The Sequence Opinion #794: The Uncanny Valley of Intent: Why We Need Systems, Not Just Models
Language is too abstract and programming languages are too constrained. We need a new abstraction for building systems.
If you’ve spent any time looking at the raw attention maps of a Transformer or debugging a failed prompt chain at 2 AM, you start to realize something fundamental about the current state of Artificial Intelligence: we are trying to interface with a probabilistic alien intelligence using tools designed for deterministic machines and biological evolution. And frankly, it’s a bit of a mess.
We are currently stuck in a strange localized minimum.
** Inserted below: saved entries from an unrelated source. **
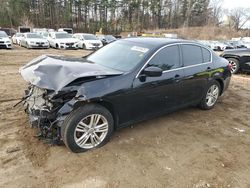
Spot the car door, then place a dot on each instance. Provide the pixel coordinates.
(154, 95)
(198, 67)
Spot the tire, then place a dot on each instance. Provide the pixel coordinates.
(211, 96)
(234, 64)
(83, 46)
(78, 124)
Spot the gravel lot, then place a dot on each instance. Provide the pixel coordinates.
(188, 148)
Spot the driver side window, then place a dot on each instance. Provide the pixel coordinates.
(167, 59)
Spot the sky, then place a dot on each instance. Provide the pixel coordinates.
(230, 4)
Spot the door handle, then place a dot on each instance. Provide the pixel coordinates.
(177, 76)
On one side, we have Natural Language—the interface of biology. It is expressive, high-bandwidth, but incredibly lossy and ambiguous. It’s “vibe-based.” On the other side, we have Programming Languages (Python, C++)—the interface of classical silicon. They are precise, constrained, and brittle. They are “logic-based.”
The thesis I want to explore today is that neither of these is the correct abstraction for the future of AI application development. We are missing the middle layer. We have excellent Models (the raw weights), but we are terrible at building Systems (the cognitive architectures) that effectively direct those models.
We need a new kind of substrate. We need to move away from the binary of “talking to the bot” vs “coding the bot” and toward a paradigm of Artificial Programmable Intelligence (API).